Better my @$$ in gear!!  HA!


----------



## finman57 (Jun 16, 2018)

Thanks Tom.   I was hoping you would say that.  Lol


----------



## TomKnollRFV (Jun 16, 2018)

finman57 said:


> Thanks Tom.   I was hoping you would say that.  Lol


I always go to 165f for any thing to be safe. The guide lines have changed for some things, but I'd rather be safe then sorry even when they change; especially with ground meat of any kind.


----------



## finman57 (Jun 16, 2018)

Yep.  Best to be safe.   I’ve done multiple times but been a year or so.  Just wanted to make sure.   
Taking to a cookout today.


----------



## finman57 (Jun 16, 2018)

Sitting at 145 right now.  Looking good.   Got about 90 minutes before I have to leave.   
Going to my son’s house and will grill for about 75 people.   
Figured I would introduce them to a big fatty too.


----------



## TomKnollRFV (Jun 16, 2018)

I gotta take a crack at a brisket.. biggest issue is the only ones I've seen are -massive- 20+ pounders.

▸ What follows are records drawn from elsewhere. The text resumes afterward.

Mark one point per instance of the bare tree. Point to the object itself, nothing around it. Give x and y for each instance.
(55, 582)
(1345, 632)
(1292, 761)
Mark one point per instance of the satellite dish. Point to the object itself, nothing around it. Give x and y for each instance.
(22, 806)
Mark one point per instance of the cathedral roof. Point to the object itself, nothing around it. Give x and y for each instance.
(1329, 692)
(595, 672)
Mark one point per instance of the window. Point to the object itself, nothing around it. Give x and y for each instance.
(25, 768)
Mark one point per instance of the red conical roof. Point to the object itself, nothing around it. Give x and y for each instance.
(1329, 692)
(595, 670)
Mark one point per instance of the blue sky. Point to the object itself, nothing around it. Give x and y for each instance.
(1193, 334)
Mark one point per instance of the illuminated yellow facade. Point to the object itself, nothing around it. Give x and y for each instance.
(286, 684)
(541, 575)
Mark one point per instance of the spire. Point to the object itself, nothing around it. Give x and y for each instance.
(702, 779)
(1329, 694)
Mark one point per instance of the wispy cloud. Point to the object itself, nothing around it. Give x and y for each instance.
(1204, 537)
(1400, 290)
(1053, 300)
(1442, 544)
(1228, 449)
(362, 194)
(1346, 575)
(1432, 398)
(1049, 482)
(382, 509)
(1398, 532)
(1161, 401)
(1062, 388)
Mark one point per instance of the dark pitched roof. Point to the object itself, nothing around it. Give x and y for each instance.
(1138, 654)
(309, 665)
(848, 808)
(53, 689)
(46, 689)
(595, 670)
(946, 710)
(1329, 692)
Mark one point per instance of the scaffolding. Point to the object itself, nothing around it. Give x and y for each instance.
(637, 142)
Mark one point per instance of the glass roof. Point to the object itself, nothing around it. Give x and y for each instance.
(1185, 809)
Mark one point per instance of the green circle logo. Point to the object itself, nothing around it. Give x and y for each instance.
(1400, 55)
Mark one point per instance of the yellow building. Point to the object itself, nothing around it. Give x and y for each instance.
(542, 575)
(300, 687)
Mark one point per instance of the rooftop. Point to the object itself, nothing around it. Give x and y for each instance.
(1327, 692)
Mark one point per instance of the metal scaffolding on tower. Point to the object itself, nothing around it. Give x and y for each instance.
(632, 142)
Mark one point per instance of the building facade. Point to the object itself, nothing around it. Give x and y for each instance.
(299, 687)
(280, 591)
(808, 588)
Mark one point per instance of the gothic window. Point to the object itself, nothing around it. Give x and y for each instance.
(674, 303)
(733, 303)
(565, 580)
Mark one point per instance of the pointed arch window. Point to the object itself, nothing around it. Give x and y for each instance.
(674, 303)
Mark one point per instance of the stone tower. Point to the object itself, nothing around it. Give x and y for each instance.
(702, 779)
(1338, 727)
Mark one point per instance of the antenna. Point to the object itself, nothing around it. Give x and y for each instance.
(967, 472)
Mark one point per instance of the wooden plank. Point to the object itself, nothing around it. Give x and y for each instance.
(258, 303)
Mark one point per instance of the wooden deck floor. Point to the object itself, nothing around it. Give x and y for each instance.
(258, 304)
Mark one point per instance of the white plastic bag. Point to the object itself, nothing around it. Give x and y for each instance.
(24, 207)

Not actually sure how I'd store the left overs on that!


----------



## finman57 (Jun 16, 2018)

I’ve done a full packer twice.  Also did a flat once so it’s not as bad for leftovers.  
The big ones I did for other cookouts too.   Had about 1/2 left.


----------



## TomKnollRFV (Jun 16, 2018)

I figured I'll wait till we plan to have people over or some thing then try it. If I fail? I can send the horrible brisket home with people who don't know better.. ;)


----------



## SmokinAl (Jun 16, 2018)

160 is safe, but it won't hurt to go to 165, especially if you want to get the bacon more done.
It's almost impossible to dry out a fattie.
Al


----------



## finman57 (Jun 16, 2018)

Thanks guys.   
Done, wrapped, and waiting for the guests to show up at my sons.   Now working on the burgers and sausage on the grills.  
2nd annual end of school ultimate Nurf battle.    75 people with Nerf guns battling in the court out front.   Then it will turn into water balloon battle.  Followed by a jump in the pool and then food.   
Lol.  Fun time.


----------



## SonnyE (Jun 19, 2018)

SmokinAl said:


> It's almost impossible to dry out a fattie.
> Al



Unless you are me... LOL!

I think I got it from my Mom, she could burn water. :rolleyes:


----------



## RiversideSm0ker (Jun 19, 2018)

SonnyE said:


> Unless you are me... LOL!
> 
> I think I got it from my Mom, she could burn water. :rolleyes:


Ha I love that. 

I definitely think it's time to get back on the fattie train. We loved the one that I did earlier in the year. Next up will be a pizza fattie. 

George


----------